I wondered if I hadn’t gone down the road of philosophy as far as one could go.  While it had debunked my Christianity and provided some genuine insights, it had not yet answered the big questions.  Moreover, I felt that this was somehow connected I didn’t know whether as cause or effect to the fact that our intellectual tradition no longer seemed to seriously comprehend itself.  What were any of us, whether philosophers, fishermen, garbage-men, or kings, except bit players in a drama we did not understand, diligently playing out our roles until our replacements were sent, and we gave our last performance?  But could one legitimately hope for more than this?  I read “Kojves Introduction to the Reading of Hegel”, in which he explained that for Hegel, philosophy did not culminate in the system, but rather in the Wise Man, someone able to answer any possible question on the ethical implications of human actions.  This made me consider our own plight in the twentieth century, which could no longer answer a single ethical question.

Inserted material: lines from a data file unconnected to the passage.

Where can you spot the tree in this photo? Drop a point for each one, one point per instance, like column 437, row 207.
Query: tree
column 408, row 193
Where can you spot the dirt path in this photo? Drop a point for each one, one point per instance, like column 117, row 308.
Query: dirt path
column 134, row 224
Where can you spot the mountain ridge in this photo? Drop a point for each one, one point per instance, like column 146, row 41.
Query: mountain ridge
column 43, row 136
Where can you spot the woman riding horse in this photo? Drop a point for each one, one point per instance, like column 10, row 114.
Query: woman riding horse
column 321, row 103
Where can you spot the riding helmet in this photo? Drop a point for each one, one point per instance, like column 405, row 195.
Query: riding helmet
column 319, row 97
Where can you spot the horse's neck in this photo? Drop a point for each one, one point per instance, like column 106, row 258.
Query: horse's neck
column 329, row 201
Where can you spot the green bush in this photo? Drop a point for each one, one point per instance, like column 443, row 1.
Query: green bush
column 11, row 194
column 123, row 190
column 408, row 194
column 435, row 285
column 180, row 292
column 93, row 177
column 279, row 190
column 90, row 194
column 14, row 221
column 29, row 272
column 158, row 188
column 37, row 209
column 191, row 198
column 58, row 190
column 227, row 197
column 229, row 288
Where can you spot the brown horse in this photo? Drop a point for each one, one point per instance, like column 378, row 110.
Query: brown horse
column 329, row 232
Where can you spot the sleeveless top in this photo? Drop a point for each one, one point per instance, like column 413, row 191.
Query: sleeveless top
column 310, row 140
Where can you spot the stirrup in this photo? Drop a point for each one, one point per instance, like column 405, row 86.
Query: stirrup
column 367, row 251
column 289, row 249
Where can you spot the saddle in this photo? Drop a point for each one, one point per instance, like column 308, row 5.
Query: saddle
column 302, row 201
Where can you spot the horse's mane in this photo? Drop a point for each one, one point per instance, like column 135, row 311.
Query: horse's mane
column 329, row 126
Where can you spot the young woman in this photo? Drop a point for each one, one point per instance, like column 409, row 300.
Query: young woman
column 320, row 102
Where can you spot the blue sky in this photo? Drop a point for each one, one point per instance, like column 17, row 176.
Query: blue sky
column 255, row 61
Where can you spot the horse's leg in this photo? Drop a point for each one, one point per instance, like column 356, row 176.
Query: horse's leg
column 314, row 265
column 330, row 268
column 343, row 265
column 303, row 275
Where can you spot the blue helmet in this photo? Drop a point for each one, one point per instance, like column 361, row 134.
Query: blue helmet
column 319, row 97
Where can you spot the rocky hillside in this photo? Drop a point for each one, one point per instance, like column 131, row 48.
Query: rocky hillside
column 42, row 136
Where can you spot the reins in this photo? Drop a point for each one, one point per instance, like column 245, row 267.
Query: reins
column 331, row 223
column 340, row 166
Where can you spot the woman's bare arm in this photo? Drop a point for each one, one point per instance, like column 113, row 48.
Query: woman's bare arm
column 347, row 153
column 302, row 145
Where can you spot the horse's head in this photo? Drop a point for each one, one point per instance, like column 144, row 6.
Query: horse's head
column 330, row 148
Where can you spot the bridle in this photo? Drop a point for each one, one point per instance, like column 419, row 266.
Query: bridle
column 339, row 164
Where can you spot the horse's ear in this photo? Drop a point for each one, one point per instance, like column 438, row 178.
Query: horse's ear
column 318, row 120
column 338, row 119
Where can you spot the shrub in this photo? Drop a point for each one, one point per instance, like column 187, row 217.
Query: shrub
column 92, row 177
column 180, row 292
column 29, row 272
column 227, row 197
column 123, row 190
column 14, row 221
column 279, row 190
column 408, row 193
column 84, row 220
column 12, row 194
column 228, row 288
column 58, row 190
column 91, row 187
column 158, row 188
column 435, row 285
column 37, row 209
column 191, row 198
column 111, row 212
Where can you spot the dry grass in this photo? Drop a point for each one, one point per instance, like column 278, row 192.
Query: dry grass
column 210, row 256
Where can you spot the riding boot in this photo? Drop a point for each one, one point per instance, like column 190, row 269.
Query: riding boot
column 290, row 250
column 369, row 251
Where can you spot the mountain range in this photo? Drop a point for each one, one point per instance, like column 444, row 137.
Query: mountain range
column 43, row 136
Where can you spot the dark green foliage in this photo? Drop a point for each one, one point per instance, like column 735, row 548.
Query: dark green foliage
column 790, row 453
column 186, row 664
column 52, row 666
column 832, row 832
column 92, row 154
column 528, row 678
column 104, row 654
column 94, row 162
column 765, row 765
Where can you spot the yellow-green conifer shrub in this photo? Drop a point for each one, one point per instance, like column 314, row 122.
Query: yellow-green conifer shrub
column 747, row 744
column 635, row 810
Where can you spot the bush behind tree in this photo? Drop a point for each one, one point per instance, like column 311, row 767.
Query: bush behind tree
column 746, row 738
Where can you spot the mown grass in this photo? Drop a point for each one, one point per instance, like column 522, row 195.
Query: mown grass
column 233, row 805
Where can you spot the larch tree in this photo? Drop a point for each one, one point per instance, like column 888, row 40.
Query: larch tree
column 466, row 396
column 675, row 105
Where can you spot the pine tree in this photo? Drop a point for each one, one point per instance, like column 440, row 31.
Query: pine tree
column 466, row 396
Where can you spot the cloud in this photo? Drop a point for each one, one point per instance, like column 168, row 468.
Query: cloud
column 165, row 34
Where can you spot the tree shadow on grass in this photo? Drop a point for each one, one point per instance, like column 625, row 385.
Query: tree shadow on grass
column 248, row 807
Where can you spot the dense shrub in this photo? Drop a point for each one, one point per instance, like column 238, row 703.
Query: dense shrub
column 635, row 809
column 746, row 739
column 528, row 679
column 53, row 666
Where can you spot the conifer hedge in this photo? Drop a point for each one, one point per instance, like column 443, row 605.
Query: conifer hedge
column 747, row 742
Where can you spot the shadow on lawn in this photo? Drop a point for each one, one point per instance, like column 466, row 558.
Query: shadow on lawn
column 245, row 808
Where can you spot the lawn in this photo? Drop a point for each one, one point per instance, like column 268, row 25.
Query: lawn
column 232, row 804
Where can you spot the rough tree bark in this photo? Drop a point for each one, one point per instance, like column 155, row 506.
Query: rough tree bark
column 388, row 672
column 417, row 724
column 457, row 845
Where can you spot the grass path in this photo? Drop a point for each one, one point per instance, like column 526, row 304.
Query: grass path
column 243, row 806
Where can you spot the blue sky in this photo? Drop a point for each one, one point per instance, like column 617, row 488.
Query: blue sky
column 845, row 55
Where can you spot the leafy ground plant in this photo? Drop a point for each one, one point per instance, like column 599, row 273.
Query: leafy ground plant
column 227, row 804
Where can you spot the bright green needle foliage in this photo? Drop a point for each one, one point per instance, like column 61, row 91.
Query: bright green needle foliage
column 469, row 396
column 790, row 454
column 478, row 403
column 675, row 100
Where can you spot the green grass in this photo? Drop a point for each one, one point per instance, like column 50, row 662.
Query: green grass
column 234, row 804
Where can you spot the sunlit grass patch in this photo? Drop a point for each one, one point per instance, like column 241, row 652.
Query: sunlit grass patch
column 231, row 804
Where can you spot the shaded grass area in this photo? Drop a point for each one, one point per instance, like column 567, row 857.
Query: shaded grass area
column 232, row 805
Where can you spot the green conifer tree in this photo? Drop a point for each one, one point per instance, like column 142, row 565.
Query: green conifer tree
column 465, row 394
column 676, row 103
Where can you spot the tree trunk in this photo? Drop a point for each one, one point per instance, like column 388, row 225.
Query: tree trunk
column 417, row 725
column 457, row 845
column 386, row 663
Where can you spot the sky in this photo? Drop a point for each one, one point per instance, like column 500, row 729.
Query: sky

It was thus as if this century’s unparalleled mastery of concrete things had somehow ended by making us things.  I contrasted this with Hegel’s concept of the concrete in his “Phenomenology of Mind”.  An example of the abstract, in his terms, was the limitary physical reality of the book now held in your hands, while the concrete was its interconnection with the larger realities it presupposed, the modes of production that determined the kind of ink and paper in it, the aesthetic standards that dictated its color and design, the systems of marketing and distribution that had carried it to the reader, the historical circumstances that had brought about the readers literacy and taste; the cultural events that had mediated its style and usage; in short, the bigger picture in which it was articulated and had its being.  For Hegel, the movement of philosophical investigation always led from the abstract to the concrete, to the more real.  He was therefore able to say that philosophy necessarily led to theology, whose object was the ultimately real, the Deity.  This seemed to me to point up an irreducible lack in our century.  I began to wonder if, by materializing our culture and our past, we had not somehow abstracted ourselves from our wider humanity, from our true nature in relation to a higher reality.

At this juncture, I read a number of works on Islam, among them the books of Seyyed Hossein Nasr, who believed that many of the problems of western man, especially those of the environment, were from his having left the divine wisdom of revealed religion, which taught him his true place as a creature of God in the natural world and to understand and respect it.  Without it, he burned up and consumed nature with ever more effective technological styles of commercial exploitation that ruined his world from without while leaving him increasingly empty within, because he did not know why he existed or to what end he should act.

I reflected that this might be true as far as it went, but it begged the question as to the truth of revealed religion.  Everything on the face of the earth, all moral and religious systems, were on the same plane, unless one could gain certainty that one of them was from a higher source, the sole guarantee of the objectivity, the whole force, of moral law.  Otherwise, one mans opinion was as good as anothers, and we remained in an undifferentiated sea of conflicting individual interests, in which no valid objection could be raised to the strong eating the weak.